Flannery may be compelled by Dáil to appear for questioning
Committee hears former director of Rehab was paid fees of more than €409,000 from 2007 to 2013
Rehab chairman Brian Kerr on Kildare Street, Dublin, yesterday before addressing the Public Accounts Committee. Picture Stephen Collins / Collins Photos
Former Fine Gael strategist Frank Flannery is facing Dáil moves to compel him to appear at the Public Accounts Committee if he does not voluntarily attend to answer questions on his dealings with Rehab, the disability charity.
Mr Flannery, for years a ranking adviser to Taoiseach Enda Kenny, refused to attend a PAC hearing yesterday on the affairs of Rehab, where he was a director until last month.

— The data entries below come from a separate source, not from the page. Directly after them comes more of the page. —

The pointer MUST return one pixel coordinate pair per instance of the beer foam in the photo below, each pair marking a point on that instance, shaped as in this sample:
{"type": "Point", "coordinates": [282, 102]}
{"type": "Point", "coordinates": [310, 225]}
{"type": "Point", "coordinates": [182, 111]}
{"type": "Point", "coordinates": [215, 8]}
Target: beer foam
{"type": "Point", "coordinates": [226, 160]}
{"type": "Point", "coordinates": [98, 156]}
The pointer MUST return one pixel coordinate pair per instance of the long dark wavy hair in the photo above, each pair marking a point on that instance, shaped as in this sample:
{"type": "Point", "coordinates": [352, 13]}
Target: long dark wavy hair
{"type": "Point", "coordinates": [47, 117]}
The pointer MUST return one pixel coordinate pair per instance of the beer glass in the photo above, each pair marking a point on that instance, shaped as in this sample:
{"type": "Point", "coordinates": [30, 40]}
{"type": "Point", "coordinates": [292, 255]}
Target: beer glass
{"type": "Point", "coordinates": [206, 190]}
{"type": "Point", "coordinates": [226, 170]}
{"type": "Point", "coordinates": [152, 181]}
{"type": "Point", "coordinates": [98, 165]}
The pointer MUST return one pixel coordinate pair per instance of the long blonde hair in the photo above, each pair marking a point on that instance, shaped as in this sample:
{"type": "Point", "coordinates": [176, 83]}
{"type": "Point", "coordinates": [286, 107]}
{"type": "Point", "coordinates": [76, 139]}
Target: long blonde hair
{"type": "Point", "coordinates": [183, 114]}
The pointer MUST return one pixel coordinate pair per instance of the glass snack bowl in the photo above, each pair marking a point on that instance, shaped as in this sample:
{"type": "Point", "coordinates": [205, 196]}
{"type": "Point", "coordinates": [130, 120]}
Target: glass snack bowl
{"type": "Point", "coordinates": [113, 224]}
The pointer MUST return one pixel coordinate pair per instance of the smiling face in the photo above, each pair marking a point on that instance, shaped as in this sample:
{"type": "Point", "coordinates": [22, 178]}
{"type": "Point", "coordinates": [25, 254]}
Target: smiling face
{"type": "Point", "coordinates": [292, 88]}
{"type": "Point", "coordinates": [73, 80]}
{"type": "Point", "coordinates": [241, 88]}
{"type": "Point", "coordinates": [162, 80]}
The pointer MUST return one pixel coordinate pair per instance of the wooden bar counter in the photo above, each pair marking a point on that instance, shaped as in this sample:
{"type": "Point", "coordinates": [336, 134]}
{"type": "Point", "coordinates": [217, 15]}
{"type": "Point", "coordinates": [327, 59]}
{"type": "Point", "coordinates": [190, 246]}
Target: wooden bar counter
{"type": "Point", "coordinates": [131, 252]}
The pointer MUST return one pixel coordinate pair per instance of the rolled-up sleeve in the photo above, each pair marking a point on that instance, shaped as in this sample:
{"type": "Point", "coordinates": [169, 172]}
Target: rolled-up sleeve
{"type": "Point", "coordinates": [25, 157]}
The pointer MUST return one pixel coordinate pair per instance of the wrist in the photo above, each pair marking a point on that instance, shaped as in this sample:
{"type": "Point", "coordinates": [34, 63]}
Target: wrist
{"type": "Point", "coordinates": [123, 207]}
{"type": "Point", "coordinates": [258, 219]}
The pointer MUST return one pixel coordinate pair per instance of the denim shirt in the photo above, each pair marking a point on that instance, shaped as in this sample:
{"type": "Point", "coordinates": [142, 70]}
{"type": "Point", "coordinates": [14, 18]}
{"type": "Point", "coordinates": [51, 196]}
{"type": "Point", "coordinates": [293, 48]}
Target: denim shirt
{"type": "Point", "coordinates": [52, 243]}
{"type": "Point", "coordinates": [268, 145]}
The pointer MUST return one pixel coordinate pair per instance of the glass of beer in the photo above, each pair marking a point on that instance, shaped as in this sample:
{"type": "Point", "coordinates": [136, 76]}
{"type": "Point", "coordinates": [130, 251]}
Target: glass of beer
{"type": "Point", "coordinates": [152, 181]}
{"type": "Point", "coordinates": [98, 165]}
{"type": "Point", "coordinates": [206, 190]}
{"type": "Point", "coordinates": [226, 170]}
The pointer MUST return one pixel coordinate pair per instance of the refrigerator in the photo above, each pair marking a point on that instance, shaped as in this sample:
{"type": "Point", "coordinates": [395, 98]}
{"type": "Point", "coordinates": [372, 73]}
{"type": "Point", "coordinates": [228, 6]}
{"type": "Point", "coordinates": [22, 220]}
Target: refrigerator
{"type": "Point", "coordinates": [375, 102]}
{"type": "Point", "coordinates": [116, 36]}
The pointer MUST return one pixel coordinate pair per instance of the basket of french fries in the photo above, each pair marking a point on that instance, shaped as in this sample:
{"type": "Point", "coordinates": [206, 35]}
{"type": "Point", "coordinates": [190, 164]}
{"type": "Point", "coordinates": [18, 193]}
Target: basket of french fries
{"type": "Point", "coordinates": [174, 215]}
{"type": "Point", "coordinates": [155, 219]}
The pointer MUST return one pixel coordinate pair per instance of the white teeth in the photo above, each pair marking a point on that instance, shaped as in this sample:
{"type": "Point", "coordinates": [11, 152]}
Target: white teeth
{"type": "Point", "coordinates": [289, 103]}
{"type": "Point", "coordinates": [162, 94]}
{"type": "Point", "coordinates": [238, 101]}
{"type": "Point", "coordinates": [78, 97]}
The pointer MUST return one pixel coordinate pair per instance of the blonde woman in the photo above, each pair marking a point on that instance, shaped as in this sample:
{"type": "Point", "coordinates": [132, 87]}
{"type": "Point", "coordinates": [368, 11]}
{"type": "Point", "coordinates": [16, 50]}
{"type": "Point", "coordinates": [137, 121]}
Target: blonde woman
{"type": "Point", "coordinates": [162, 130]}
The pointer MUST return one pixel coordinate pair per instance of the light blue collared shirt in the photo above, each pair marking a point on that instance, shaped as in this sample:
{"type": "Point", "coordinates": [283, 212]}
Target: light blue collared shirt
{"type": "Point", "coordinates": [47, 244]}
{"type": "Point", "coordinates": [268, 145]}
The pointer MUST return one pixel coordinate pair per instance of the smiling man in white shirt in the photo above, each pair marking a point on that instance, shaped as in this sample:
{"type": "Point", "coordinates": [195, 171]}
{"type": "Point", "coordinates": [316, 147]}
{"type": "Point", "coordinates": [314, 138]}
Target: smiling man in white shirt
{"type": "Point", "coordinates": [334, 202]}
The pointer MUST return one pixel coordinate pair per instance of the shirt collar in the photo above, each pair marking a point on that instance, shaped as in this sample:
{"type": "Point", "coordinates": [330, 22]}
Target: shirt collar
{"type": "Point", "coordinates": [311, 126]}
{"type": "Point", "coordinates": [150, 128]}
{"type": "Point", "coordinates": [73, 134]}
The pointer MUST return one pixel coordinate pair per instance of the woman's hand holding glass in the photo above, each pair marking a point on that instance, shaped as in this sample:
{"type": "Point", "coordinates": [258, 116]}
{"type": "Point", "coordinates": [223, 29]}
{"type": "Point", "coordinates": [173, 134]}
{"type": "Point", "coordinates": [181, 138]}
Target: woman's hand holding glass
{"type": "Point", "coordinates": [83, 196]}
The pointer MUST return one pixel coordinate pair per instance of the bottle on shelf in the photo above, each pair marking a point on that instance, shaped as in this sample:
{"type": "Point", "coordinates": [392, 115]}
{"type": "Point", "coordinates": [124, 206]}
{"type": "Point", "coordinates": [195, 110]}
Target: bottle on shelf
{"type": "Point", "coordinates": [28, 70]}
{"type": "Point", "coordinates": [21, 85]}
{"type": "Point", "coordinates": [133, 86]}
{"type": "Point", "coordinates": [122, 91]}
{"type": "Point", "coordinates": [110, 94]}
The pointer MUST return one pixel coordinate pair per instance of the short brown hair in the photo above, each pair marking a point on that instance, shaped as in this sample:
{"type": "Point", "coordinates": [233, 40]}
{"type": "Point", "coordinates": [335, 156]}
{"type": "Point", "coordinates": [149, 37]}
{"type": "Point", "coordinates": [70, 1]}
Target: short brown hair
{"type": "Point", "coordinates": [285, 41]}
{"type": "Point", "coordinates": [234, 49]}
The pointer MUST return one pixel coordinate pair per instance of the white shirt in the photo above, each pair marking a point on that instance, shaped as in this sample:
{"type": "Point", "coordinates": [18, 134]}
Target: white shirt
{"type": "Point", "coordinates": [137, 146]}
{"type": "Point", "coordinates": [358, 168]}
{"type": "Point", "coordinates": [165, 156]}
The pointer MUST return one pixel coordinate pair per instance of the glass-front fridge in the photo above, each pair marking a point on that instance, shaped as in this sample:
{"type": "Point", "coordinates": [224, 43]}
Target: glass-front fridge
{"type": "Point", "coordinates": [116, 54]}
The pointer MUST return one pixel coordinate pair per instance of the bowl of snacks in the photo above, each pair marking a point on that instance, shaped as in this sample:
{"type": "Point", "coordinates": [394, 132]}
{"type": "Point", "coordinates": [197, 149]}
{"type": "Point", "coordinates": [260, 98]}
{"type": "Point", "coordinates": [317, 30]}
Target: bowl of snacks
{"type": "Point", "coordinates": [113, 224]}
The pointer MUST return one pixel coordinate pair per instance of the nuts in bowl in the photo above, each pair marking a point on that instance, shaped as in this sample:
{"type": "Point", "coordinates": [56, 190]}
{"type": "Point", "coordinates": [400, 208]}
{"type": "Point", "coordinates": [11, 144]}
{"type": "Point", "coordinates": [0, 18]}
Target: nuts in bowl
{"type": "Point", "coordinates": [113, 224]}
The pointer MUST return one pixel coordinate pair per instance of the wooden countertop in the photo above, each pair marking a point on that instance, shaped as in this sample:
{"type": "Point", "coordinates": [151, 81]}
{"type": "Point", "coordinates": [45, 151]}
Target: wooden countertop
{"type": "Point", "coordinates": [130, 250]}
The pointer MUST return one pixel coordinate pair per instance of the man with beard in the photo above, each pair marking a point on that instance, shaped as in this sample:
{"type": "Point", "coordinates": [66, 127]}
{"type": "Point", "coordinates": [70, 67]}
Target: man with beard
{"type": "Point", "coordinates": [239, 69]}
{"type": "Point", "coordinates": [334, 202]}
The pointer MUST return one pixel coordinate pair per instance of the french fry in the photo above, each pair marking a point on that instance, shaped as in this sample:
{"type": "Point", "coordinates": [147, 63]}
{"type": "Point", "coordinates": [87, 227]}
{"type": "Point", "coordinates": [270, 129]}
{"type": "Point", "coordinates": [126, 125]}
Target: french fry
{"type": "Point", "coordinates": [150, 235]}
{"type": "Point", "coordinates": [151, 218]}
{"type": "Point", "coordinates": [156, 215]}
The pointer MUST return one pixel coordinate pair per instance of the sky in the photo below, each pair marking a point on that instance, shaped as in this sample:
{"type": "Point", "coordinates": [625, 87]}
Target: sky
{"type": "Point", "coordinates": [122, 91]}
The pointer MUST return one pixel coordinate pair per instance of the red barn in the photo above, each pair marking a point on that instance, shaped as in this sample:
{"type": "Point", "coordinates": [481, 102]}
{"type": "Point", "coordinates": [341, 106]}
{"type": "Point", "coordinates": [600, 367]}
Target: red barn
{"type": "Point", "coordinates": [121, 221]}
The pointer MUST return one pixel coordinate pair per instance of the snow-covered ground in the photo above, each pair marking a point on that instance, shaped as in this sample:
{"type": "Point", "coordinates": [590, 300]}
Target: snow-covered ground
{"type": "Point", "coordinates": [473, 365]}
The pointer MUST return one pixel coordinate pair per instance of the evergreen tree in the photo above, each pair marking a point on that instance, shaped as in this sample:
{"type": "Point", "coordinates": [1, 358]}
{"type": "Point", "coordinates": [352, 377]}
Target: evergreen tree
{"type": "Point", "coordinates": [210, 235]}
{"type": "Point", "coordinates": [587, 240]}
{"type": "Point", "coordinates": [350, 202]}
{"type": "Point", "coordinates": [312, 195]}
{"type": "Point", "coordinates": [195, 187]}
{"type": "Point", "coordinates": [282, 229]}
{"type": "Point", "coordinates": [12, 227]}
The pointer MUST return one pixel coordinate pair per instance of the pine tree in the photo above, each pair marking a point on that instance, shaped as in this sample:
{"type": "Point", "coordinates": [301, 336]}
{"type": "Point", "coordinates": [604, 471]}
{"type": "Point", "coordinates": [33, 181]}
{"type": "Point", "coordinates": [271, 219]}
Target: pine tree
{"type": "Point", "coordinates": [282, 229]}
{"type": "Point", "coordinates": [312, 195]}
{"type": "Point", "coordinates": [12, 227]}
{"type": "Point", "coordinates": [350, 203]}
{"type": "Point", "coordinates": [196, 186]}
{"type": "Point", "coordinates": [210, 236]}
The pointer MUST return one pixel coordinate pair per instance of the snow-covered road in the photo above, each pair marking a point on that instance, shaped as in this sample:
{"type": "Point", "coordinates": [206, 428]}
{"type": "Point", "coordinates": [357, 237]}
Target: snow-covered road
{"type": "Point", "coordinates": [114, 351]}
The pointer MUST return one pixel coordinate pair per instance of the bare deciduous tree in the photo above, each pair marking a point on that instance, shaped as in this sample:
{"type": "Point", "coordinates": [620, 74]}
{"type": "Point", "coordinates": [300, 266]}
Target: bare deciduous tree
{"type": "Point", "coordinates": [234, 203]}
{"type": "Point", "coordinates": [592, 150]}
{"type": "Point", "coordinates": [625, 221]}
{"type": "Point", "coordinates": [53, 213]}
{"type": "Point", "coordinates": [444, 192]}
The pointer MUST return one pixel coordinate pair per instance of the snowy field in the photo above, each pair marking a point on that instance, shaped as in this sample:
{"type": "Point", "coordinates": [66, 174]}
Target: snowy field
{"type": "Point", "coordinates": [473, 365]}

With former chief executive Angela Kerins absent due to ill-health, when Rehab chairman Brian Kerr went before the PAC, committee chairman John McGuinness said several key questions remain unanswered.
“It’s clear from our hearings today that there are still outstanding questions for them. To conclude the investigation properly, they would need to come before the committee. That is my opinion after today’s meeting,” Mr McGuinness said last night.
“If they fail to come forward in a voluntary way, we’ll have to request compellability from the CPP,” he said, referring to the Dáil committee on procedure and privileges. This committee, on which the Government has an inbuilt majority, would determine whether to compel Mr Flannery and Ms Kerins to attend.
“This is a matter that will be put before members at the next meeting, which is on Thursday week,” Mr McGuinness said.
The PAC heard Mr Flannery was paid more than €409,000 in professional fees by Rehab over seven years for work commissioned by Ms Kerins or two other Rehab executives. Mr Flannery, who was Rehab chief executive until 2006, became a director again in 2011. It was the disclosure by The Irish Times of his lobbying work, at a time when he occupied his Fine Gael post, that prompted his exit from the party and the Rehab board.
He received €40,000 in 2007, €68,750 in 2008, €44,044 in 2009, €60,000 in 2010, €51,000 in 2011, €66,000 in 2012 and €79,950 in 2013. Only part of the 2011 payment and his 2012 payment were previously disclosed as Rehab did not publish payments when he was not a director.
Mr Kerr said it would be “more then helpful” if Ms Kerins and Mr Flannery each appeared before the PAC and said he had anxieties about Mr Flannery’s engagement by Rehab when he was a director. “I felt that it was questionable, but I believed he was doing a good job and it was necessary.”
Mr Flannery told The Irish Times yesterday the people who paid him spent their money well. “The work I did was properly entered into, contractually, in every respect, and properly dealt with, and I am very comfortable that people got good value.”